As you know, on April 25, the Senate passed S. 1789, the 21st Century Postal Service Act. This measure embraces the postmaster general’s short-term downsizing strategy while failing to adequately address the crushing mandate to pre-fund future retiree health benefits, which will continue to cost the Postal Service about $4.7 billion to $5.3 billion per year, every year, from now on. No other agency or company faces this burden.
On top of that, the bill calls for giving the PMG the authority to propose moving to a five-day delivery schedule in two years, at a cost of 80,000 to 100,000 good-paying middle-class postal jobs, if he feels the cut in service is needed to keep USPS afloat. Slashing so many jobs in the midst of a national jobs crisis would weaken the country’s economic recovery.
If it became law, it would force the USPS to degrade its unique six-day-per-week last-mile mail delivery network in the name of funding future retiree health benefits that are already massively pre-funded. And it would seriously undermine the Postal Service’s ability to build on its growing success in the delivery of residential parcels and e-commerce packages.
And alarmingly, S. 1789 attacks the rights and benefits of postal workers by amending the collective-bargaining provisions of current law to favor postal management and by slashing workers’ compensation benefits for injured workers.

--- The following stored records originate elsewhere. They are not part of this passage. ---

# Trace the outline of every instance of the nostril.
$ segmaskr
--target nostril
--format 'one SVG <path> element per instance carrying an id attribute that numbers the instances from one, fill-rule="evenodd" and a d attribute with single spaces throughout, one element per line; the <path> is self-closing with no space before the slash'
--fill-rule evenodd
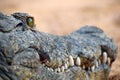
<path id="1" fill-rule="evenodd" d="M 83 55 L 83 52 L 79 52 L 78 53 L 78 56 L 81 57 L 81 55 Z"/>
<path id="2" fill-rule="evenodd" d="M 103 52 L 107 52 L 108 53 L 108 47 L 107 46 L 105 46 L 105 45 L 101 45 L 101 51 L 102 51 L 102 53 Z"/>
<path id="3" fill-rule="evenodd" d="M 47 52 L 44 52 L 42 49 L 39 49 L 36 46 L 30 46 L 29 48 L 34 48 L 38 52 L 41 63 L 46 63 L 47 61 L 50 62 L 50 57 Z"/>
<path id="4" fill-rule="evenodd" d="M 106 45 L 101 45 L 101 52 L 107 52 L 107 55 L 111 58 L 111 62 L 115 61 L 116 55 L 114 54 L 111 48 L 107 47 Z"/>
<path id="5" fill-rule="evenodd" d="M 46 52 L 39 50 L 38 54 L 40 56 L 41 63 L 46 63 L 47 61 L 50 62 L 50 57 Z"/>

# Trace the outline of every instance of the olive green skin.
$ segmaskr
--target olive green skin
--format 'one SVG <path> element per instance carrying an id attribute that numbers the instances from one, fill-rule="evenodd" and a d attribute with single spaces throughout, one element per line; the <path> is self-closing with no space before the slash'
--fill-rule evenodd
<path id="1" fill-rule="evenodd" d="M 94 61 L 101 59 L 102 51 L 107 52 L 112 64 L 118 53 L 117 45 L 103 30 L 84 26 L 69 35 L 57 36 L 33 30 L 34 20 L 26 20 L 24 13 L 19 13 L 25 16 L 23 18 L 15 15 L 18 13 L 0 14 L 0 80 L 108 79 L 111 66 L 107 64 L 99 65 L 94 72 L 77 66 L 60 73 L 48 70 L 48 67 L 58 67 L 57 64 L 65 62 L 69 55 L 81 57 L 85 67 L 92 66 Z M 10 27 L 9 30 L 6 27 Z M 54 66 L 44 66 L 44 61 Z"/>

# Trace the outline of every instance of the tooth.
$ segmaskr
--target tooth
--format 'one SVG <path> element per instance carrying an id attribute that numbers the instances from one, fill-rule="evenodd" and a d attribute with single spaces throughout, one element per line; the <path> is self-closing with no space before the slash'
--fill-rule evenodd
<path id="1" fill-rule="evenodd" d="M 57 68 L 57 71 L 60 72 L 60 68 Z"/>
<path id="2" fill-rule="evenodd" d="M 81 60 L 79 57 L 76 58 L 76 65 L 77 66 L 80 66 L 81 65 Z"/>
<path id="3" fill-rule="evenodd" d="M 73 66 L 74 65 L 74 60 L 73 57 L 70 55 L 69 56 L 69 66 Z"/>
<path id="4" fill-rule="evenodd" d="M 67 66 L 69 66 L 69 65 L 70 65 L 68 61 L 66 62 L 66 64 L 67 64 Z"/>
<path id="5" fill-rule="evenodd" d="M 68 65 L 65 63 L 65 69 L 67 69 L 68 68 Z"/>
<path id="6" fill-rule="evenodd" d="M 93 66 L 91 67 L 91 71 L 94 72 L 94 70 L 95 70 L 95 66 L 93 65 Z"/>
<path id="7" fill-rule="evenodd" d="M 95 66 L 98 68 L 98 61 L 97 60 L 95 61 Z"/>
<path id="8" fill-rule="evenodd" d="M 62 67 L 61 67 L 61 71 L 62 71 L 62 72 L 64 72 L 64 70 L 65 70 L 65 67 L 64 67 L 64 66 L 62 66 Z"/>
<path id="9" fill-rule="evenodd" d="M 98 60 L 98 65 L 101 65 L 101 60 L 100 59 Z"/>
<path id="10" fill-rule="evenodd" d="M 103 63 L 107 62 L 107 53 L 103 52 Z"/>
<path id="11" fill-rule="evenodd" d="M 110 58 L 107 58 L 107 64 L 110 65 Z"/>
<path id="12" fill-rule="evenodd" d="M 51 71 L 53 71 L 53 69 L 51 68 Z"/>
<path id="13" fill-rule="evenodd" d="M 50 67 L 52 65 L 52 62 L 47 61 L 45 65 Z"/>
<path id="14" fill-rule="evenodd" d="M 50 71 L 53 71 L 53 69 L 52 69 L 52 68 L 50 68 Z"/>

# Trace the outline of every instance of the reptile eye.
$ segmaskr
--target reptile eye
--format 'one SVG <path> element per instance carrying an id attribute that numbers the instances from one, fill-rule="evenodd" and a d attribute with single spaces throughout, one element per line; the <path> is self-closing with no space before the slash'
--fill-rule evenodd
<path id="1" fill-rule="evenodd" d="M 34 18 L 33 17 L 27 17 L 26 22 L 27 22 L 27 25 L 30 26 L 31 28 L 34 27 Z"/>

As I mentioned in my e-Activist message the following day, despite all of this bad news, it’s important for us to remain positive because the legislative process is far from over. For one thing, it may take months to get a postal reform bill through the House, which then would be followed by the appointment of a joint House-Senate conference committee whose job it would be to come up with a bill both chambers could pass and the president would be willing to sign.
I also promised you that we would put together a comprehensive reaction to S. 1789 as passed, highlighting the many areas where the bill falls short of addressing the real issues facing the USPS or where it is downright damaging to the network and its employees.
Click here to access this critique posted on nalc.org. Please use this information in any meetings or conversations you will have with your senators and representatives in the coming weeks, to help them understand that they still have a chance to help repair any damage that has been done by the passage of this bill.
Meanwhile, NALC is mobilizing our resources to stage a grassroots and media campaign to oppose the Issa bill in the House of Representatives. I will call on all of you to contribute to this campaign.
Thank you for your continued hard work and dedication as we continue our fight to save the Postal Service and do what we can to spur it toward creating a business model to help it thrive for decades to come.